Con M McConaughey, N. Watts, J. Gavaris, K. Watanabe, K. Aselton., James Saito, Ami Haruna, O. Burke, S. Garibotto, J. Corazzini, J. Oliveira, S. Dibinga, A. Friedman, J.T. Turner, R. Levine, M. Steven Swanson, J. Stanton.
Drammatico, 110 min. – USA 2015.
L’americano Arthur Brennan raggiunge Aokigahara, un bosco folto e misterioso situato alla base del Monte Fuji, dove la gente si reca per contemplare la vita e la morte. Arthur è convinto che questo sia il posto perfetto per morire, ma dopo l’incontro con Takumi Nakamura, un altro uomo perso come lui, inizierà un percorso di riflessione e sopravvivenza che lo porterà a riaffermare la propria voglia di vivere e riscoprire l’amore per la moglie Joan.
Piacerà agli ammiratori di Van Sant che ritroveranno vari temi preferiti dal Gus. Come la corsa verso la morte (Last Days). E la sottile linea divisoria fra amore omo e etero. E per chi è ammiratore a corrente alternata? Il bosco dei suicidi ha un fosco fascino. E Watanabe compensa gli istrionismi di Matthew.
Giorgio Carbone (Libero del 28 aprile 2016)

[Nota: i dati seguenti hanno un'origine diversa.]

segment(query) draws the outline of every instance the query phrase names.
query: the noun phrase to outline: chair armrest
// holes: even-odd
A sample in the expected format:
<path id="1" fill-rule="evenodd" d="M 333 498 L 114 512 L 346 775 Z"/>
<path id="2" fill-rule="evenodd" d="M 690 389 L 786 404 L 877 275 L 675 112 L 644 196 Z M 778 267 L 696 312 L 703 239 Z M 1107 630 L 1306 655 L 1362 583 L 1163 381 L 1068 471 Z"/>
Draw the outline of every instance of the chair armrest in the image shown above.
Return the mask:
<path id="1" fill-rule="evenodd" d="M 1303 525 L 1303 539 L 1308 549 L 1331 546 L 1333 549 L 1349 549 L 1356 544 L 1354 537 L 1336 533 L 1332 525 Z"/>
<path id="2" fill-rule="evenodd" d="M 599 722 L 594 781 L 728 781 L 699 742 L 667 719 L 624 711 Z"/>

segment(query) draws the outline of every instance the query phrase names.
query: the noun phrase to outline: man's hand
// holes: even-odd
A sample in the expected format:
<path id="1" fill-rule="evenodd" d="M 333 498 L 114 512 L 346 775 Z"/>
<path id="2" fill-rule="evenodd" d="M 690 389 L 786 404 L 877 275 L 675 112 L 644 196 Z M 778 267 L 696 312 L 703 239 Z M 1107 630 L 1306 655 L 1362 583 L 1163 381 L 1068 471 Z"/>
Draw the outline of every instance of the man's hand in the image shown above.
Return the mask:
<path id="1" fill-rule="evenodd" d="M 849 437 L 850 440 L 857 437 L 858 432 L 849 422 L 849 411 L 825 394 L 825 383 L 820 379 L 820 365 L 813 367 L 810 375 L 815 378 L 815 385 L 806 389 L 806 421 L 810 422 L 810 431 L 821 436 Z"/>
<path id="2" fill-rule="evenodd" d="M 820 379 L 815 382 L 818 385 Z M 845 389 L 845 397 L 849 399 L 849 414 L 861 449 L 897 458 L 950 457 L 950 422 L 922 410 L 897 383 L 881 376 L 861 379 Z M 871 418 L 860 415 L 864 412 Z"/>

Un film, questo di Van Sant insieme con Sparling, molto complesso se non addirittura complicato con risvolti ora esistenziali ora filosofici e forse anche vagamente spirituali. […] Un percorso nel cuore stesso dei personaggi, con precisi ricordi del passato di Arthur con Joan, sempre però in termini asciutti cui Van Sant ha inteso indirizzare la sua regia, attenta a non cedere mai né al sentimentalismo né alla retorica. L’asseconda il protagonista, Matthew McConaughey […].
Gian Luigi Rondi (Il Tempo del 26 aprile 2016)
D’accordo, non è certo l’opera migliore di Gus Van Sant […]. Nel film ci sono due anime che stridono, un eccesso di retorica e qualche colpo basso di troppo. […] il film racconta il bisogno disperato di trascendenza e la necessità di credere in un angelo, o uno spirito guida che ci aiuti a trovare il senso perduto dell’esistenza.
Alessandra De Luca (Avvenire del 17 maggio 2015)
Narrato come un survival, il film conferma il bipolarismo di Van Sant: a volte essenziale fino alla severità (Elephant, Palma d’Oro 2003), altre volte (Scoprendo Forrester) incline a scivolare nel sentimentalismo fin quasi alla sdolcinatura.